Visionary drama gets rewarding Covent Garden performance

REVIEW - WOZZECK
Royal Opera House By Helen Lawrence

ALBAN Berg’s Wozzeck, written in 1921, returned to Covent Garden on Monday in Keith Warner’s widely admired production.
It is a setting of Büchner’s extraordinarily radical 1830s’ drama about a downtrodden man driven to madness and murder.
Reflecting the turmoil in political ideas in Europe set off by the French Revolution, it anticipated 20th-century expressionism.
Stefanos Lazaridis’s brilliant set, together with Rick Fisher’s superb lighting, creates a frightening nightmare world enclosed in the mildewing white-tile walls of the mad doctor’s experimental lab.
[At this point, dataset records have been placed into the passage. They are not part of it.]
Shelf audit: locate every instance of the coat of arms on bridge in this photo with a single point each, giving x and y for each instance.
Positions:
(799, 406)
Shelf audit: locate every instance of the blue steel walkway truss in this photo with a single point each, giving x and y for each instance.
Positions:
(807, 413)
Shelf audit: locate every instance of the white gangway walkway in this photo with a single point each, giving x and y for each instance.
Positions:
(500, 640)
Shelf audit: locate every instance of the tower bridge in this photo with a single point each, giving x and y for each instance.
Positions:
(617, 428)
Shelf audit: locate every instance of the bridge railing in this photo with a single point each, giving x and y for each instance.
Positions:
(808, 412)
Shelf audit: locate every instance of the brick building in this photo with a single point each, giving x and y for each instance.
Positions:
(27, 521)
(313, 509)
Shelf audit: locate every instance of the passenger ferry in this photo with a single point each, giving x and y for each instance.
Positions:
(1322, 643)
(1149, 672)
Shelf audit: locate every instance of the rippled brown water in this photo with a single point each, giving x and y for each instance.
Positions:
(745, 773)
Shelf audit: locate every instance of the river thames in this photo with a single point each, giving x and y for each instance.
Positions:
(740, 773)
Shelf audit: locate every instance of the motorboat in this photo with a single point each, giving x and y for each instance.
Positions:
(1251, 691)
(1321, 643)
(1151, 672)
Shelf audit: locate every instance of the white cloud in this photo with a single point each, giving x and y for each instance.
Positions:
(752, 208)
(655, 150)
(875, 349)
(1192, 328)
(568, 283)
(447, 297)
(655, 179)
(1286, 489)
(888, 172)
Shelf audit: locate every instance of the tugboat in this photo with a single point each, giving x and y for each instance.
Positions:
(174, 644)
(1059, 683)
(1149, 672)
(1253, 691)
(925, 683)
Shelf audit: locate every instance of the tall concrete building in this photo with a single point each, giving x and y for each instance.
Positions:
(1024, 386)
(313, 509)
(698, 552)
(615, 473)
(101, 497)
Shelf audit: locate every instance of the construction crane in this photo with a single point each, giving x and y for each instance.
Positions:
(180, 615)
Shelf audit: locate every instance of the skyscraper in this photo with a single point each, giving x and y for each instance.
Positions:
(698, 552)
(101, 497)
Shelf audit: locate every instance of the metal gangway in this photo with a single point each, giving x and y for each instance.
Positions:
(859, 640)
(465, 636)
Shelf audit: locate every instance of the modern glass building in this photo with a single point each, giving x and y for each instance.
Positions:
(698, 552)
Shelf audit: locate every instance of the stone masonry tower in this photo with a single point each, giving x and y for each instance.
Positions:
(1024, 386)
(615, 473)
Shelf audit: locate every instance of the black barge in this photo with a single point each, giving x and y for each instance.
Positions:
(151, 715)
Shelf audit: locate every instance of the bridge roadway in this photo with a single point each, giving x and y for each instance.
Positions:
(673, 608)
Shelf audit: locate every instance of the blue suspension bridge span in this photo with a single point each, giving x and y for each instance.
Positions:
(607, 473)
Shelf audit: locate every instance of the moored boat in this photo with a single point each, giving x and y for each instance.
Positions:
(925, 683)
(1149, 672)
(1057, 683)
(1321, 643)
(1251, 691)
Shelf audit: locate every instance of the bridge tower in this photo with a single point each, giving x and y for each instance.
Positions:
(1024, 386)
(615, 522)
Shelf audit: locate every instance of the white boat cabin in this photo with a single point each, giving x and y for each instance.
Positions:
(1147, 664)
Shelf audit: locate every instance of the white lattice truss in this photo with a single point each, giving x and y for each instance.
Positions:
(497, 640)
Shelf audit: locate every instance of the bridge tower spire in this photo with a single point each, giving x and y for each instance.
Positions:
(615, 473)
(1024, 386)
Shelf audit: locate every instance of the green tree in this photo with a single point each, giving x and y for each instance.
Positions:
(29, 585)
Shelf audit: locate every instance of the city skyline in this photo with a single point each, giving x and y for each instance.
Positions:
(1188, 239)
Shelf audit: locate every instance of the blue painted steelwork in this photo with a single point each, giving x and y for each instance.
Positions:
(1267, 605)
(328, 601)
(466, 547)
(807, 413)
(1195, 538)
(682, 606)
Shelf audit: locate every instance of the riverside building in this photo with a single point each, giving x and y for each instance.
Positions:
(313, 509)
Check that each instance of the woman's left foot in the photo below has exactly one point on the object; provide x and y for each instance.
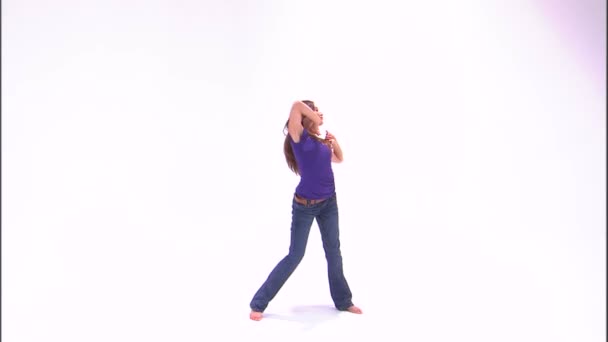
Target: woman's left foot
(354, 309)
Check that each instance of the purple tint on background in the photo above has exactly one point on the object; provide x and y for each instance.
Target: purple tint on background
(582, 26)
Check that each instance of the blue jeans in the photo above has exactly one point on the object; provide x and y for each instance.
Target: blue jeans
(326, 214)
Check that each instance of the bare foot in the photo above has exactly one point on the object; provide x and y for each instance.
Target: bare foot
(255, 315)
(354, 309)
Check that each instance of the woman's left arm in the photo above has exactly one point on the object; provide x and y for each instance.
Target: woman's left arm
(336, 155)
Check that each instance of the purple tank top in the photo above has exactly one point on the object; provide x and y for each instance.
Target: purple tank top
(314, 163)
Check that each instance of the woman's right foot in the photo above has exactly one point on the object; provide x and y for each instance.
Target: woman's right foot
(255, 315)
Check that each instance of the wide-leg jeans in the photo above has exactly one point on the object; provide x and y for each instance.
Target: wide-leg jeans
(303, 215)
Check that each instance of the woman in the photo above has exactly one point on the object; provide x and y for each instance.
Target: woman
(310, 157)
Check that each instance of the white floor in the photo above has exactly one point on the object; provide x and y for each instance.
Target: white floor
(186, 283)
(145, 196)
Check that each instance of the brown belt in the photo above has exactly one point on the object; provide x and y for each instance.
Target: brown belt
(307, 201)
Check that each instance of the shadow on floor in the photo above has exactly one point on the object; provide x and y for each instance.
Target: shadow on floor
(310, 316)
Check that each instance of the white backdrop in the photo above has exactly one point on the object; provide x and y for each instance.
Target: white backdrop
(145, 195)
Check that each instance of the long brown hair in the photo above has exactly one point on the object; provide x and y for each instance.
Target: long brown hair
(287, 150)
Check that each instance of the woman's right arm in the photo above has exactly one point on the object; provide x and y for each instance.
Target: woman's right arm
(294, 127)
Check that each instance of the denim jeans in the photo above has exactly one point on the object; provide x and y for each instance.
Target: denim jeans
(326, 214)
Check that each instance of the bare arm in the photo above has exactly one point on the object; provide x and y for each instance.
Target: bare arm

A coup de theatre mirror window opens upstage revealing scenes which symbolize Wozzeck’s hallucinatory world. Clever use of descending panels creates Wozzeck and Marie’s hovel.
Their illegitimate child (Remi Manzi, from Moss Hall School in Finchley) is on stage throughout, witnessing the social victimisation of his parents.
The alienation of the play’s protagonist, the wise fool, relentlessly bullied, humiliated and subjected to cruel and pointless experiments by his superiors, and betrayed by Marie’s infidelity, comes across vividly in Johan Reuter’s moving performance, conveyed by gesture and body language as well as through a beautiful, expressive voice.
Susan Bullock makes Marie a convincing character but her singing disappoints, with harsh top notes and under-projected middle and low voice.
Kurt Rydl as the fanatical Doctor, anticipating the horrors of Nazi Germany, and Graham Clark’s obsessive Captain were richly and powerfully sung and persuasively acted, as were all the smaller parts.
Under the baton of Daniel Harding, the score seemed too fragmented, lacking in an overview of the work. Too often the richly scored brass parts drowned the singers. Nevertheless, overall a rewarding performance of this remarkable, visionary work.